Per l'unica data in Italia a supporto dell’ultimo album “Gore” eravamo tutti carichi di aspettative, ma il più esaltato era Chino Moreno. Volumi pazzeschi
Chino Moreno durante il concerto dei Deftones il 7 giugno al Live di Trezzo - Foto di Arianna Carotta

Chino Moreno durante il concerto dei Deftones il 7 giugno al Live di Trezzo - Foto di Arianna Carotta

I Deftones hanno passato un day-off splendido (a giudicare del loro profilo Instagram) a base di grappe, foto da turisti in Galleria e davanti al Duomo di Milano per prepararsi al concerto al Live di Trezzo, sold-out da mesi. Dunque le premesse per un grande ritorno c’erano tutte, soprattutto per i fanatici di quell’aria che si respirava da metà dei ’90 agli anni 2000. Dreads, treccione, camicie a scacchi e omaccioni barbuti e sudati. Qualcuno portava fiero il logo dei Korn, compagni di nu metal e reduci dal Gods of Metal della scorsa settimana all’Autodromo di Monza, tutti gli altri la maglia d’ordinanza della band. Un buon 50% di loro si ritroverà a petto nudo a fine serata, grondante. Il locale è imballato fin dalle prime canzoni del gruppo spalla: i Three Trapped Tigers, tre ragazzi inglesi che fanno per lo più rock strumentale.

6.7.16 Milano, Italy

Una foto pubblicata da deftonesband (@deftonesband) in data:

Era l’unica data in Italia per il tour a sostegno di Gore, il disco uscito lo scorso aprile, quindi l’aspettativa era davvero alta ma il più esaltato si rivelerà poi essere proprio Chino Moreno. Il biondo frontman della band di amici californiani (la maggior parte dei Deftones suonano insieme fin dal liceo) canterà a pochi centimetri dal suo pubblico, toccandolo, abbracciandolo e staccandosi dalla gente solo quando “deve” anche suonare. Si parte subito carichi con Rocket Skates e si rilancia con due bombe ancor più pesanti da Around The Fur (1997): su My Own Summer è impossibile frenare cori e pogo, Moreno alterna sapiente scream e gemiti ai suoi melodici. E vale anche per la scaletta, che risulta davvero bilanciata: due o tre pezzi da ogni album per poi tornare alle origini con due pezzi da Adrenaline, del 1995, per il bis.

«Con tutto il rispetto, Gore è uno degli album migliori che abbiamo fatto, anche se non è il migliore di tutti i tempi» avevano dichiarato nell’intervista dello scorso aprile, eppure le canzoni del nuovo album non hanno superato le hit in scaletta, nemmeno per numero.
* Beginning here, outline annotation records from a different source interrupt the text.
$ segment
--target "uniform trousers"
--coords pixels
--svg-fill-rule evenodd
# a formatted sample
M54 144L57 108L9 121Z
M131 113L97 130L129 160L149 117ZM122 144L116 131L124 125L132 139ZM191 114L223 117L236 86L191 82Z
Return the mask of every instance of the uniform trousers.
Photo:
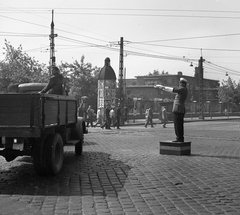
M174 130L176 134L176 141L184 142L184 114L173 113L174 115Z

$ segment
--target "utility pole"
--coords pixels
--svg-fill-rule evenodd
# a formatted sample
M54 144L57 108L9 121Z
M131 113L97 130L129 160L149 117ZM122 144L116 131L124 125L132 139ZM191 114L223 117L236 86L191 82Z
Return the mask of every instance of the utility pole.
M53 13L54 13L54 11L52 10L51 34L49 35L49 40L50 40L50 62L49 62L49 64L50 64L50 68L52 68L52 66L56 65L54 38L58 36L57 34L54 34Z
M203 110L203 61L204 59L200 57L198 61L198 69L199 69L199 108L200 115L199 119L204 119L204 110Z
M119 96L120 105L123 108L124 105L124 92L123 92L123 37L120 38L120 58L119 58Z

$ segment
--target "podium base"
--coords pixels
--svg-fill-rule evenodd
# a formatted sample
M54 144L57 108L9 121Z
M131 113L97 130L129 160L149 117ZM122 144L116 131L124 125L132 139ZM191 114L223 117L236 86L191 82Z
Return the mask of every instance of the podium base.
M160 141L160 154L163 155L190 155L191 142Z

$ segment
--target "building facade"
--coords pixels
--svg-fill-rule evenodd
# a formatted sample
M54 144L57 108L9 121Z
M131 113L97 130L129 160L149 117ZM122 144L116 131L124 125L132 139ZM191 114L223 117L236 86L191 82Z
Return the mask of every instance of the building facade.
M147 106L152 105L154 112L159 112L161 106L167 106L168 111L171 111L171 105L175 97L174 94L164 92L154 88L154 85L162 84L164 86L177 87L180 78L185 78L188 81L189 95L186 101L188 111L192 111L192 106L197 111L199 103L199 78L198 70L195 68L195 76L186 76L182 72L177 74L159 74L136 76L136 79L126 79L126 97L133 100L132 106L137 108L139 113L143 113ZM203 79L203 101L206 103L205 109L210 107L209 104L218 104L218 88L219 81L212 79Z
I fenicotteri dell’artwork di Gore vengono richiamati durante lo show dai laser rosa in continuo movimento e diretti sul pubblico, parte integrante della scenografia minimal: sul palco con i cinque musicisti e i loro strumenti non c’è praticamente nulla. Le luci diventeranno viola solo durante l’omaggio a Prince, con l’omonima canzone da Diamond Eyes (2010), che proprio quel giorno avrebbe dovuto compiere 58 anni. Ma il momento più alto (anche per quanto riguarda i volumi, probabilmente) si raggiunge con le tre canzoni, tutte di fila, da White Pony (2010): Digital Bath, Knife Party e poi la perfezione di Change. La ricorderemo fino a metà della mattina dopo, storditi e ancora sorridenti, come se fosse hangover.